It was all the gub'mnt could do to get people to buy any of it. Eventually, by the time Lincoln was President, they started giving it away!
Obviously linking voting to land ownership in the early 19th century was ridiculous and a concept readily abandoned.
I'd suggest you re-read some of the speeches where property is mentioned because THEY DON'T MEAN LAND ~ they mean SLAVES!
The property requirement was pretty broad, and included livestock (which slaves essentially were under the law at the time). Benjamin Franklin opposed the property requirement, and made the famous observation:
Today a man owns a jackass worth fifty dollars and he is entitled to vote; but before the next election, the jackass dies. The man in the meantime has become more experienced, his knowledge of the principles of government, and his acquaintance with mankind, are more extensive, and he is therefore better qualified to make a proper selection of rulers-but the jackass is dead and the man cannot vote. Now gentlemen, pray inform me, in whom is the right of suffrage? In the man or the jackass?
No state other than the original thirteen ever had a property requirement because, as you point out, all those states were on the frontier and property ownership was laughably easy to come by.
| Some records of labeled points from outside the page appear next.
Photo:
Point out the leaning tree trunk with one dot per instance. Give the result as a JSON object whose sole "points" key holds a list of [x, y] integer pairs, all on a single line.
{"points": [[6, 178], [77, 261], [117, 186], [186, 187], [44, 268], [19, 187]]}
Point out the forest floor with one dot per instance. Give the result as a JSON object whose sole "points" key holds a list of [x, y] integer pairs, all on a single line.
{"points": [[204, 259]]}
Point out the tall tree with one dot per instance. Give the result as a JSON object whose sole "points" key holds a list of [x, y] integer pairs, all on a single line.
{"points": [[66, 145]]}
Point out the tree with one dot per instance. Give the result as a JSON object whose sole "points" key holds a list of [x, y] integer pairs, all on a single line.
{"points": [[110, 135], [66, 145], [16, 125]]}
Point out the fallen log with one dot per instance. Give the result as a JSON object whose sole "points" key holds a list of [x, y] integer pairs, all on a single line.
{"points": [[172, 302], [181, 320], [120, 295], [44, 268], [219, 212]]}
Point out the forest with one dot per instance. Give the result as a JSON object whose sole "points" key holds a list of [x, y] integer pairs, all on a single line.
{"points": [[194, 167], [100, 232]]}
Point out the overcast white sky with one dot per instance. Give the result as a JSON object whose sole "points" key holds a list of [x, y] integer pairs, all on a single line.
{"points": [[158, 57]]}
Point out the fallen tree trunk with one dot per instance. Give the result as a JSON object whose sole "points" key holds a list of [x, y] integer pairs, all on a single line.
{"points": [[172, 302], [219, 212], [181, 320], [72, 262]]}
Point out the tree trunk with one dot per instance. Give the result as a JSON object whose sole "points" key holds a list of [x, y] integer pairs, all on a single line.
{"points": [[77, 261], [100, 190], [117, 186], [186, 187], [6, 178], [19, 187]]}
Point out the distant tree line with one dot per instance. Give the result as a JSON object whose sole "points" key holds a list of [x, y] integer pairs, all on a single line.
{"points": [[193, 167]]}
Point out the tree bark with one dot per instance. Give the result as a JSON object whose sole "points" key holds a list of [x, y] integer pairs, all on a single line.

The only effect of property requirements on the frontier would be to punish shop owners and town doctors and pastors and anyone else who might rent space in growing towns -- essentially discouraging any form of commerce other than farming.
I am talking in regards to voting in the states you are talking about territories.
Yes land in the territories was cheap because improving the land to the point that it could be farmed was a long and laborious process that killed many of the men that tried.
Land in the 13 original states was not cheap and no one was giving it away. Also remember that who could vote and even who could own land was in the hands of the states.